Humblebrag: Nick Bostrom was my philosophy professor. He teaches statistical metaphysics – giving a convincing argument for the likelihood that we live in a computer simulation. This opens up all kinds of physical possibilities for theology, of course. Ethically, it only asks that we keep things *interesting* for the simulators – – lest they shut us off to save compute cycles. Shwep excels on that count. However, I admit some small concern that a scientific revelation of the perennial philosophy would have the potential to end the game. Well, just to be safe, we’d better stay esoteric.
Kenneth Selens
May 27, 2020
It is absolutely certain that I need to expand my horizons out of the first century niche of study that I have been engaging with for a long time. Aside from the fascinating material in of itself, I need to be more fully cognizant of the lenses that were created and used to study my particular areas of interest. I simply wasn’t fully aware of these seminal influences until now. I will be listening to these two podcasts again, but I’ve said that for virtually every podcast I’ve listen to thus far. Great work…!
Travis Wade ZINN
August 29, 2020
I know that typically scholars do not engage in thought projects involving hypothetical futures, but I would be interested in there being podcast that would do this in terms of what it would have looked liked if the reformation and counter reformations turned out differently. In this episode the Hermetic Reformation in the fifteenth century came up, which might have turned out differently. Similarly, had Swedenborg and John Wesley met as planned, but instead there was an untimely death. Or if Jakob Böhme’s influence on the Anabaptist tradition been more significant, and this tradition had instead flourished, and so on. Might there have been colliding factors of the 17th century that could have produced a Christian reformation consistent with esoteric thinking and practice? What would something like that look like in the 21st century? Would it be possible to explore some of these topics? Thanks!
Earl Fontainelle
August 31, 2020
Or if the Münster Anabaptists hadn’t been betrayed by both the Catholics AND the Lutherans, and been allowed to found the New Jerusalem in peace. Or if the noble Diggers hadn’t been suppressed by their alleged brothers, the Puritans.

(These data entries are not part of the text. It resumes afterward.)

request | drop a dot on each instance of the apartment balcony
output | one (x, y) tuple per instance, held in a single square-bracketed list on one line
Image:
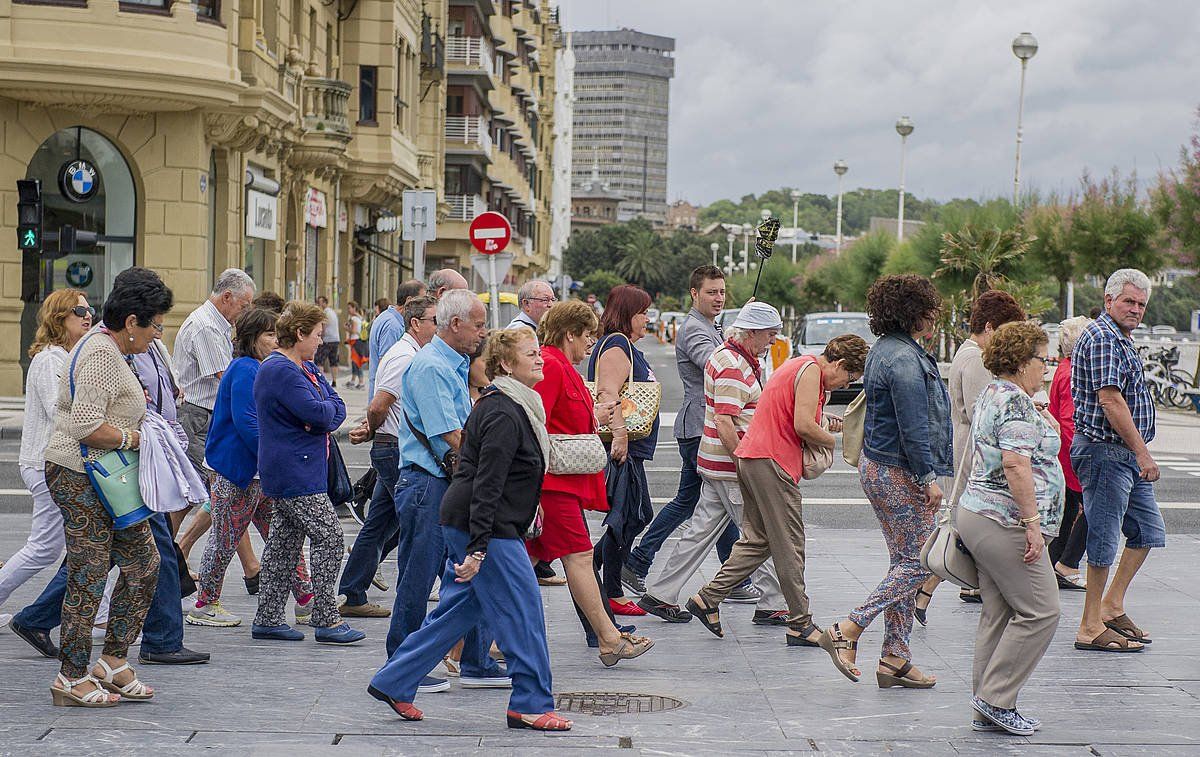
[(468, 134)]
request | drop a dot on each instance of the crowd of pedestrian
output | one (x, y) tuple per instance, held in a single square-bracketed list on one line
[(489, 450)]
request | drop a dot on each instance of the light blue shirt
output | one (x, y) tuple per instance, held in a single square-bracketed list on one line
[(385, 331), (436, 400)]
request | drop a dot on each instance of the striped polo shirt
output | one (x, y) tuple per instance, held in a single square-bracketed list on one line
[(731, 388)]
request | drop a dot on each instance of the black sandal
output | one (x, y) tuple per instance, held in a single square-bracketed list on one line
[(708, 617)]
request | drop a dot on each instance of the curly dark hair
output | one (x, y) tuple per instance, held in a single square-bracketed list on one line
[(900, 302)]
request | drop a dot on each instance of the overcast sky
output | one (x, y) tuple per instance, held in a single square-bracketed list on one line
[(768, 94)]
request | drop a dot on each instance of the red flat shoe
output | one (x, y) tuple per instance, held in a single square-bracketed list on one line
[(405, 709), (546, 721), (625, 608)]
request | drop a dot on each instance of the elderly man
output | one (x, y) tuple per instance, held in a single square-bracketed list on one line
[(1114, 422), (732, 385), (435, 404), (384, 424)]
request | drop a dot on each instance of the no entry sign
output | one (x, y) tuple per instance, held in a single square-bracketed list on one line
[(490, 232)]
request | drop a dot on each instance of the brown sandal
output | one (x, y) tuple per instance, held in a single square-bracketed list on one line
[(1109, 641), (832, 641)]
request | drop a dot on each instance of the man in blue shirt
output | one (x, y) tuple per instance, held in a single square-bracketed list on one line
[(1114, 422), (435, 407)]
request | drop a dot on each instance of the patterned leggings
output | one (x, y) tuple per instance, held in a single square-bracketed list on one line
[(907, 522), (233, 510), (294, 518), (93, 547)]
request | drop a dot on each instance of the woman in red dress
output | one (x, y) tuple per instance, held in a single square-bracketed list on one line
[(567, 332)]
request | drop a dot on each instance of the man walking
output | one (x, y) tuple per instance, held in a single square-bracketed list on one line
[(435, 404), (697, 340), (383, 424), (1114, 422)]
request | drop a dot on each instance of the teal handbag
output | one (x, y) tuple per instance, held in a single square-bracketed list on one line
[(114, 475)]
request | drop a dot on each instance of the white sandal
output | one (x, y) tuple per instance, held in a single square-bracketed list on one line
[(63, 692), (132, 690)]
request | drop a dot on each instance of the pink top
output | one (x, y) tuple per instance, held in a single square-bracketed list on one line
[(772, 433)]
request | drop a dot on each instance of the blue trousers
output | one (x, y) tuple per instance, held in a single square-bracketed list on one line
[(379, 530), (677, 512), (163, 630), (420, 556), (505, 592)]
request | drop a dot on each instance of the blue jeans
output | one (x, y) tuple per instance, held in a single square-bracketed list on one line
[(504, 590), (378, 532), (677, 512), (420, 556), (163, 630), (1116, 500)]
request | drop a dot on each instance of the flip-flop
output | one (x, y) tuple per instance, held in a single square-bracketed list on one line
[(1128, 629), (1105, 641)]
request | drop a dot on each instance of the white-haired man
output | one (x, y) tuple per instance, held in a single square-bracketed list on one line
[(1114, 422)]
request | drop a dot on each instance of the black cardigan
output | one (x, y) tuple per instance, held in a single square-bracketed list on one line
[(496, 488)]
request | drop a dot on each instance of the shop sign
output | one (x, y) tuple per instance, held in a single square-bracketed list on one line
[(262, 211)]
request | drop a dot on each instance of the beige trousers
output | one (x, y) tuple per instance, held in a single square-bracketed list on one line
[(1020, 608)]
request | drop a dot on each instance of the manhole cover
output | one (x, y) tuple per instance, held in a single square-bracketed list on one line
[(613, 702)]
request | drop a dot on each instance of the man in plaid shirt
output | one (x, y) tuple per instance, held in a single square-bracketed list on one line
[(1114, 422)]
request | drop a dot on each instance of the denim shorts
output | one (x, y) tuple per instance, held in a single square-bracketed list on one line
[(1116, 500)]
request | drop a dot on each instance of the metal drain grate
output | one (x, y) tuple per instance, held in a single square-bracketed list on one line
[(613, 702)]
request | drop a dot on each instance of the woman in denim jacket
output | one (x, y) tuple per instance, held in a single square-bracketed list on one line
[(906, 445)]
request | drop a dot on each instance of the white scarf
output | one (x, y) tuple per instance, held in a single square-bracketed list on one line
[(531, 402)]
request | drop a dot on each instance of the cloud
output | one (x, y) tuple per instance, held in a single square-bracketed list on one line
[(768, 94)]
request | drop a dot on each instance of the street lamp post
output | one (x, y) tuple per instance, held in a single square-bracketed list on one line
[(1024, 47), (904, 127), (840, 168)]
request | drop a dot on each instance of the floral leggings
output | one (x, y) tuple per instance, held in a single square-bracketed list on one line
[(233, 510), (907, 522), (293, 518), (93, 547)]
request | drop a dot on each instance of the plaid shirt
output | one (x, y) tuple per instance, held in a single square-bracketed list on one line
[(1104, 356)]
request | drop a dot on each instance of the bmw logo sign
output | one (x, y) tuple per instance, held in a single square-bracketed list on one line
[(78, 180)]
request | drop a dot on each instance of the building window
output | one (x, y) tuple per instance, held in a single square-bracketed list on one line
[(369, 79)]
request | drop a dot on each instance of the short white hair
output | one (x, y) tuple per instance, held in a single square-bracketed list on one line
[(456, 304), (1115, 286), (233, 280)]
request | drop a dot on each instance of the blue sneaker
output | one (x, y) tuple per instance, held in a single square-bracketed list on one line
[(339, 635), (1008, 720), (276, 632), (432, 685)]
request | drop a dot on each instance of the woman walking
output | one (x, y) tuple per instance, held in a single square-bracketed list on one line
[(232, 452), (297, 410), (567, 334), (629, 494), (906, 445), (61, 322), (100, 408), (485, 514), (1013, 500)]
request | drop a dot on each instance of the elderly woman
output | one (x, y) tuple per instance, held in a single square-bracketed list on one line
[(1013, 500), (485, 514), (232, 452), (297, 410), (906, 445), (623, 324), (100, 408), (567, 332), (63, 319), (1068, 547)]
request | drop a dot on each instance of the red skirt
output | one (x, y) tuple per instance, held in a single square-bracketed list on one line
[(563, 530)]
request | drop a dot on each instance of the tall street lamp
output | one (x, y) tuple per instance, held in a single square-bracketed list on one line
[(904, 127), (840, 168), (1024, 47)]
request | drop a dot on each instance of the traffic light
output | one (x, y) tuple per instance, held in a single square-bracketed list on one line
[(29, 214)]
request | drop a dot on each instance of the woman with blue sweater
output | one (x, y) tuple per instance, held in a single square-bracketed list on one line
[(297, 412), (232, 452)]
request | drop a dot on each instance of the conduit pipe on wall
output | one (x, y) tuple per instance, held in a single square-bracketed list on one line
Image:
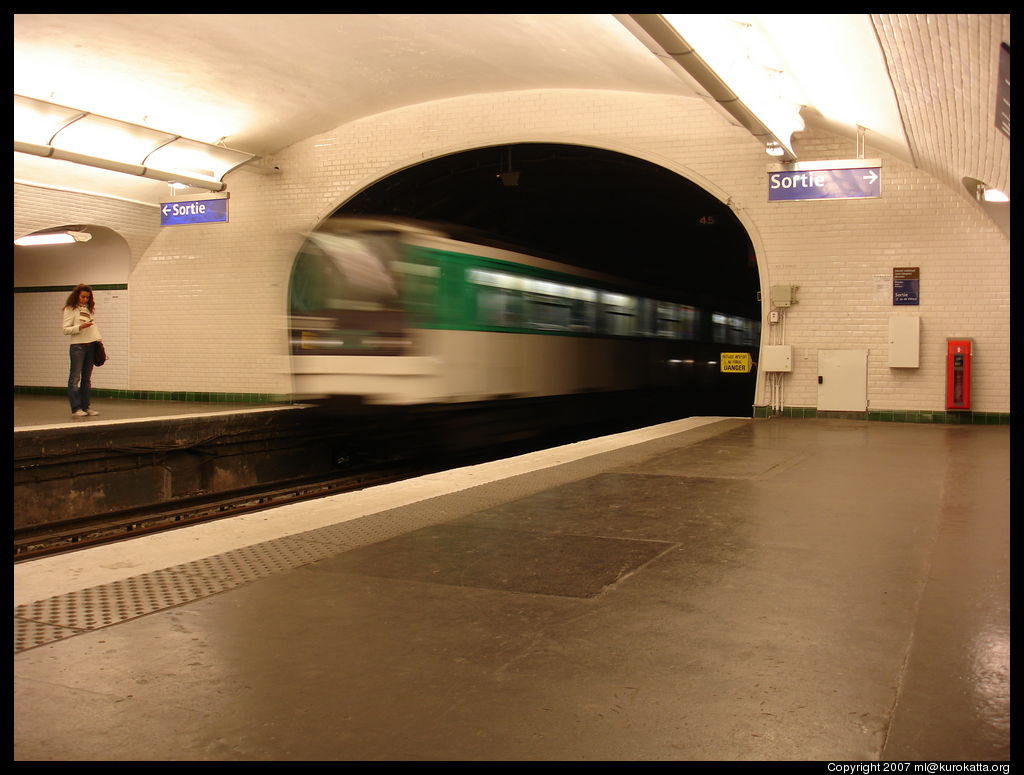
[(108, 164)]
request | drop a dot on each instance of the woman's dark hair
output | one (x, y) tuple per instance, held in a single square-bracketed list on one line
[(73, 297)]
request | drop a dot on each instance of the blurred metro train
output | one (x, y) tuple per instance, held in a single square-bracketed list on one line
[(402, 313)]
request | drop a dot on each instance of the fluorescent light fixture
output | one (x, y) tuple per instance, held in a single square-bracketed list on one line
[(58, 132), (734, 47), (53, 238)]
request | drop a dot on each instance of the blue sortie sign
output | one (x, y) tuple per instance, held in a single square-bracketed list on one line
[(201, 211), (793, 185)]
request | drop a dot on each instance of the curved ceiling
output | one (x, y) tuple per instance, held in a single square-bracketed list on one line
[(258, 83)]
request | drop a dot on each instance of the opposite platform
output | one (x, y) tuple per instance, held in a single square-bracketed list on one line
[(711, 589)]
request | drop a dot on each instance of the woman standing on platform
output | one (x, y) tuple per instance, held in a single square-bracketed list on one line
[(80, 325)]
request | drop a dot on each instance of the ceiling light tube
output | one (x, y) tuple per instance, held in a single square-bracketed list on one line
[(110, 164), (54, 238)]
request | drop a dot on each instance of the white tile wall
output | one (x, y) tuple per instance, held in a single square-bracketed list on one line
[(208, 302)]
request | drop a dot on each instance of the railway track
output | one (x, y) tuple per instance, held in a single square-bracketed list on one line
[(66, 536)]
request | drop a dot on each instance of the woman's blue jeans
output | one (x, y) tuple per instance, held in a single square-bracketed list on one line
[(80, 379)]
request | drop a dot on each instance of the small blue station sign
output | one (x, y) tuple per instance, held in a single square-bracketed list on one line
[(841, 181), (197, 211)]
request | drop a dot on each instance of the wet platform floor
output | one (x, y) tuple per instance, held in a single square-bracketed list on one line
[(714, 590)]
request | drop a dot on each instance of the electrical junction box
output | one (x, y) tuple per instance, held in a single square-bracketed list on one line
[(776, 357), (783, 296), (904, 342)]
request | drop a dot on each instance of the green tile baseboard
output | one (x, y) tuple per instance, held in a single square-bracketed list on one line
[(164, 395), (892, 416)]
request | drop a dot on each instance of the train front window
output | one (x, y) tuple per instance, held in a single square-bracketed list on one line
[(343, 297)]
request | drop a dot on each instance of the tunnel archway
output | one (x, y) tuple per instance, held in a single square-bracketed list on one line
[(601, 210), (585, 206)]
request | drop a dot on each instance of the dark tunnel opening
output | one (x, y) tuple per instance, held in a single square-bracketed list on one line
[(588, 207), (611, 213)]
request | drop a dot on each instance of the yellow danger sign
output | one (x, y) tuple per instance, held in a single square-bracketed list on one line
[(735, 362)]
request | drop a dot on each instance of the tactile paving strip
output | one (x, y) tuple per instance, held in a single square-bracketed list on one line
[(85, 610)]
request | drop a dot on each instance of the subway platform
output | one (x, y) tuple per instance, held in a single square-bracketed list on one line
[(712, 589)]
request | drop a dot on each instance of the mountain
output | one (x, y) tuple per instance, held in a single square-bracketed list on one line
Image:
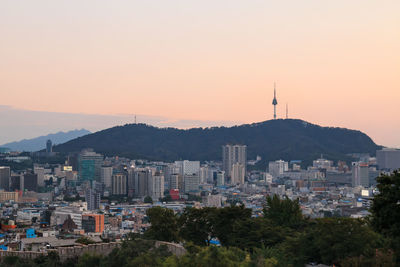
[(39, 143), (275, 139)]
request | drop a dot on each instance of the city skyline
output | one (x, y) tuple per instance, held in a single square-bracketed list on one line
[(201, 61)]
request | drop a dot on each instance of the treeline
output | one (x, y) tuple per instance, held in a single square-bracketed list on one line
[(281, 237), (275, 139)]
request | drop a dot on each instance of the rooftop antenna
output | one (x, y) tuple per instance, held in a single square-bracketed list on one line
[(274, 101), (287, 111)]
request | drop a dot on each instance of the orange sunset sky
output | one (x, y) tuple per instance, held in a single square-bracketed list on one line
[(336, 63)]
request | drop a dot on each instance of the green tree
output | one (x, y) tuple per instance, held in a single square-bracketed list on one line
[(385, 210), (224, 219), (164, 226), (256, 233), (89, 260), (283, 212), (332, 240), (196, 225)]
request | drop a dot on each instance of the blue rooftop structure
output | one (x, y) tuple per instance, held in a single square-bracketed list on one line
[(30, 233)]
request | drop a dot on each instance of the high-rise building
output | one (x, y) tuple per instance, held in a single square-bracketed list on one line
[(323, 164), (142, 178), (49, 146), (39, 171), (89, 166), (156, 186), (278, 167), (188, 167), (17, 183), (93, 223), (5, 176), (388, 159), (92, 199), (203, 174), (191, 182), (360, 175), (220, 178), (237, 173), (30, 182), (232, 154), (106, 176), (119, 184), (174, 181)]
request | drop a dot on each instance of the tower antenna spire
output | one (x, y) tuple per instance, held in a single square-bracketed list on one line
[(287, 111), (274, 101)]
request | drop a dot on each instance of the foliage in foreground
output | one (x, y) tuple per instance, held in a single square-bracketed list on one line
[(282, 237)]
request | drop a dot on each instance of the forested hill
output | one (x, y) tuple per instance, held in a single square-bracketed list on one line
[(275, 139)]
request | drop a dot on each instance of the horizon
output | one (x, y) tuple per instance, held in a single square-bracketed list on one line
[(189, 64)]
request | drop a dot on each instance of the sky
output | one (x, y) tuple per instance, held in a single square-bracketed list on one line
[(197, 63)]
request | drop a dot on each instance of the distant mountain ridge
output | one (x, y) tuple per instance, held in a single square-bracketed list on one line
[(39, 143), (275, 139)]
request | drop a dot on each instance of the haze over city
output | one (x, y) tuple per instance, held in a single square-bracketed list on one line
[(207, 63)]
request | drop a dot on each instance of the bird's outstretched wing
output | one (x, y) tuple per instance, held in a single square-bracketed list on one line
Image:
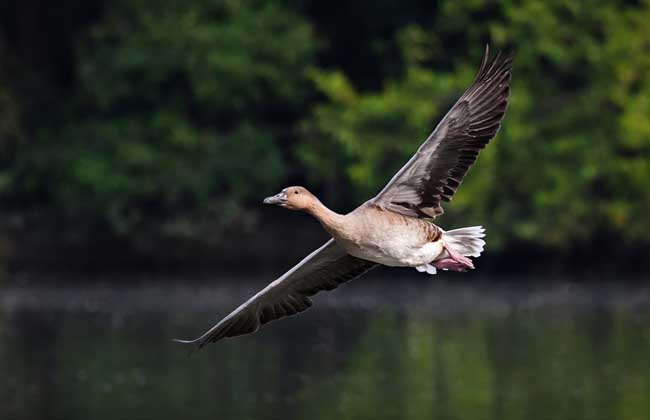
[(434, 173), (324, 269)]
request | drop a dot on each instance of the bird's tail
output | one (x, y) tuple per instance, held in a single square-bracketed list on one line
[(466, 241)]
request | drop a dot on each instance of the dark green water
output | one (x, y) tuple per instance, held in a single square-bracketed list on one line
[(376, 349)]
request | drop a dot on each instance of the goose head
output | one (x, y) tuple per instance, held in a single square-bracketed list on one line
[(293, 198)]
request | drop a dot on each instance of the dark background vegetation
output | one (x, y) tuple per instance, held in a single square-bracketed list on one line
[(148, 132)]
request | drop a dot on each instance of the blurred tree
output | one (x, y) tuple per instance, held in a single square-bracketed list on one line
[(571, 163), (176, 120), (152, 119)]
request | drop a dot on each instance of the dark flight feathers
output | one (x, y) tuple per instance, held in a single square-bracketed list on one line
[(431, 176), (324, 269), (434, 173)]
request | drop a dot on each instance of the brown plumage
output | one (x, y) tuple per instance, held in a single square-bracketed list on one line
[(395, 227)]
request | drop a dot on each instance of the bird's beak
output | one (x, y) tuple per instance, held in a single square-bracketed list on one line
[(279, 199)]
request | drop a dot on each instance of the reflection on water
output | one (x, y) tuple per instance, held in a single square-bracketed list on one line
[(386, 349)]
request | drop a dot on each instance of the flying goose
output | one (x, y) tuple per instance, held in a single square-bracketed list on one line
[(396, 227)]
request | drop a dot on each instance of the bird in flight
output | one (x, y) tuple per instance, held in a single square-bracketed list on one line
[(396, 227)]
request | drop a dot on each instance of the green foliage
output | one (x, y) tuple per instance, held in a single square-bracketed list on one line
[(172, 127), (173, 118), (571, 162)]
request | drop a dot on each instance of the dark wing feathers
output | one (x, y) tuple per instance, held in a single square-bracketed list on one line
[(436, 171), (324, 269)]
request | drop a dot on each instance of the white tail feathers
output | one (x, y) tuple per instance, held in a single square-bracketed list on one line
[(466, 241)]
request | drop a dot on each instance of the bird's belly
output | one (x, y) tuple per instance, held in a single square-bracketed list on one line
[(395, 252)]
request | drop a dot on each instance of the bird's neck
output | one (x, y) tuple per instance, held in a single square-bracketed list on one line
[(331, 221)]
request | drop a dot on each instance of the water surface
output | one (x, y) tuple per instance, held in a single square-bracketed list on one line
[(375, 349)]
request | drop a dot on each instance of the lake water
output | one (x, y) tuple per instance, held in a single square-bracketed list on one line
[(388, 348)]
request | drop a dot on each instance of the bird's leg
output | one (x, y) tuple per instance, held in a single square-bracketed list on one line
[(454, 261)]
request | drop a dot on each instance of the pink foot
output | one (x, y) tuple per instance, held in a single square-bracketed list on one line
[(455, 262)]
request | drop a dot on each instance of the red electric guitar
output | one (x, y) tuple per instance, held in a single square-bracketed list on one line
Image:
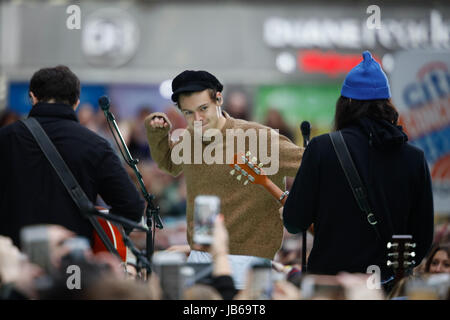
[(113, 234), (249, 170)]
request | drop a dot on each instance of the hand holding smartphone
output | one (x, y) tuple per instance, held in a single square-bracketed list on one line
[(206, 210)]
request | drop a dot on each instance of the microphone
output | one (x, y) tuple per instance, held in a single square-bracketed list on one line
[(104, 103), (305, 127)]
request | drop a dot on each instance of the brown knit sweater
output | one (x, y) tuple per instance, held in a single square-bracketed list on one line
[(250, 212)]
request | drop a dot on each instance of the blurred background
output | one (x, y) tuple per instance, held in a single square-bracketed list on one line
[(281, 62)]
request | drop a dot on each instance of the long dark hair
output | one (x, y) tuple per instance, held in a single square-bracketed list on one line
[(348, 111), (58, 83)]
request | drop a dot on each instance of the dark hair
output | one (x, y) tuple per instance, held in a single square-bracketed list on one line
[(212, 94), (348, 111), (438, 247), (58, 83)]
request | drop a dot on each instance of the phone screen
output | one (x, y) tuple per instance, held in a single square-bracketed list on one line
[(206, 209), (260, 283)]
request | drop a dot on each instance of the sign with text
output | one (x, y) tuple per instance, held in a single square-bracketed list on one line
[(421, 92)]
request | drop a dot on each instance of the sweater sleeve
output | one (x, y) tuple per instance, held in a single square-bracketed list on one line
[(161, 146), (422, 218), (301, 204)]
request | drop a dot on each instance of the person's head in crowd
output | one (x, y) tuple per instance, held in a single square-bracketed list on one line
[(198, 94), (55, 85), (7, 117), (365, 93), (438, 261), (237, 105)]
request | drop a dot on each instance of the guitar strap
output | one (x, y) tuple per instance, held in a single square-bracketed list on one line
[(353, 179), (70, 183)]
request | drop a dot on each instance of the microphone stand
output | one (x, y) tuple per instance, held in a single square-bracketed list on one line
[(151, 211), (305, 128)]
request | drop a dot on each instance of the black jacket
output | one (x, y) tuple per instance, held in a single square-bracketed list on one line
[(399, 189), (32, 193)]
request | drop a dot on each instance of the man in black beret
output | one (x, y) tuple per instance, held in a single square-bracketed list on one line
[(250, 213)]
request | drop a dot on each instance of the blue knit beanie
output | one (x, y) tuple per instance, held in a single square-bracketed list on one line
[(366, 81)]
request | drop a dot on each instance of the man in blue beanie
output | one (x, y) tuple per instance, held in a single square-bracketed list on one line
[(394, 173)]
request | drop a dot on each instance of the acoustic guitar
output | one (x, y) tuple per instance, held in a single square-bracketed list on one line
[(400, 255)]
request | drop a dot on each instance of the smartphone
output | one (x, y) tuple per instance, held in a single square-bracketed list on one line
[(206, 209), (322, 287), (35, 244), (260, 282)]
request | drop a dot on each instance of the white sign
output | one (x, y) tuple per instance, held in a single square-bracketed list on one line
[(354, 33)]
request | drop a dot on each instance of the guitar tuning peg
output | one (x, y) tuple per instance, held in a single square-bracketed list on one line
[(394, 254)]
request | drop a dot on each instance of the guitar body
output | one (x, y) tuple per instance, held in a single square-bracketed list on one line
[(253, 173), (113, 234)]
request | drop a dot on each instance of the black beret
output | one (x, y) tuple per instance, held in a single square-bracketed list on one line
[(194, 81)]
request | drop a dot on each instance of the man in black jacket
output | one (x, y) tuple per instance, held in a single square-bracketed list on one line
[(395, 174), (31, 191)]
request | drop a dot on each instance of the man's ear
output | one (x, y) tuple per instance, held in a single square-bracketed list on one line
[(75, 106), (33, 98)]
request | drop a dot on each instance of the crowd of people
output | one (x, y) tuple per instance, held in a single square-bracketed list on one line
[(256, 252)]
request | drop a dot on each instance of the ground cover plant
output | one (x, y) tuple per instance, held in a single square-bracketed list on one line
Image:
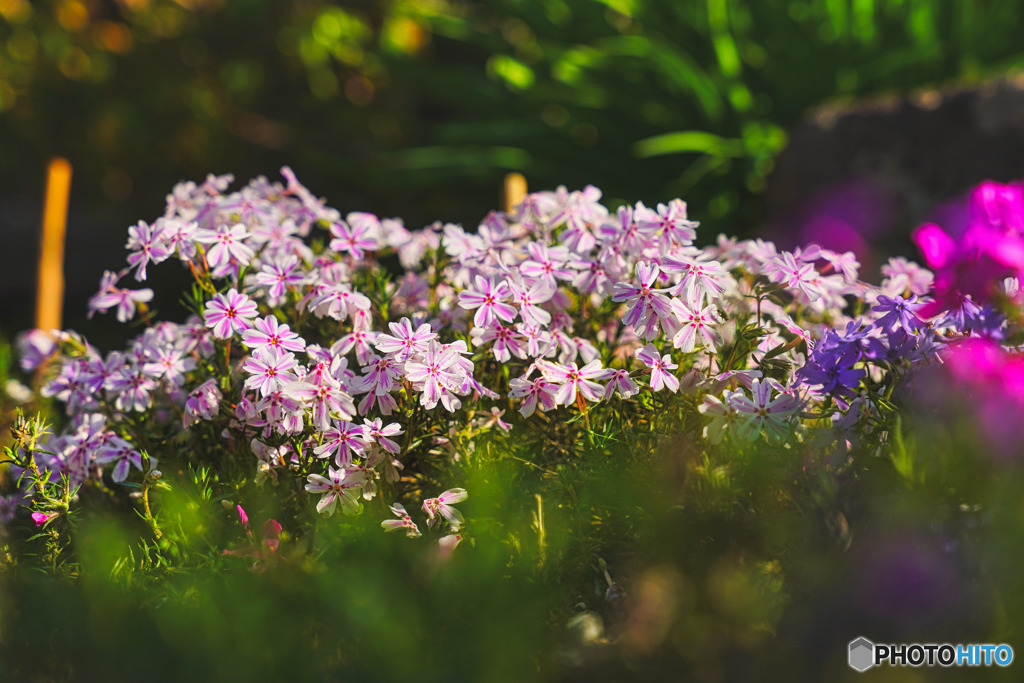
[(611, 451)]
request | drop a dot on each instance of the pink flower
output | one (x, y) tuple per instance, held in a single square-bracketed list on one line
[(339, 486), (358, 238), (660, 377), (342, 439), (403, 522), (268, 333), (228, 248), (574, 380), (42, 517), (441, 507), (700, 279), (763, 412), (538, 392), (110, 296), (645, 302), (278, 276), (507, 341), (375, 430), (146, 246), (696, 326), (488, 301), (546, 264), (119, 451), (403, 342), (269, 370), (433, 375), (669, 222), (202, 403), (622, 383), (229, 313), (529, 299)]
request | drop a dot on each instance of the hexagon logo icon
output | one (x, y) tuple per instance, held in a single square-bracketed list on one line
[(861, 654)]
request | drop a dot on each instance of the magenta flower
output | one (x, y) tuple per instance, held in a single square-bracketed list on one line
[(441, 507), (229, 313)]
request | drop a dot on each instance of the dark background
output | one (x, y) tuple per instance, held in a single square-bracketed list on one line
[(842, 121)]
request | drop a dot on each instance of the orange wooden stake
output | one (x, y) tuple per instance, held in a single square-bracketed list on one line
[(49, 290), (515, 190)]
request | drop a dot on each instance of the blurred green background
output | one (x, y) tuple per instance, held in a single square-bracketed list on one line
[(863, 112), (418, 109)]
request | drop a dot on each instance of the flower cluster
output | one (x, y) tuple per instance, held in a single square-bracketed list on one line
[(327, 356)]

Or if …. or if …….
Saeeduddin Ahmed
February 22, 2022
A paper that goes into some of the points discussed in the first third of the episode related to Cornelius Agrippa and Lazzarellian Hermetism
https://www.academia.edu/1170523/Better_than_Magic_Cornelius_Agrippa_and_Lazzarellian_Hermetism_2009_
Saeeduddin Ahmed
February 23, 2022
How about doing an episode on the ERANOS movement?
Earl Fontainelle
February 23, 2022
There will be a massive 10-part-plus series on Eranos when we get to it.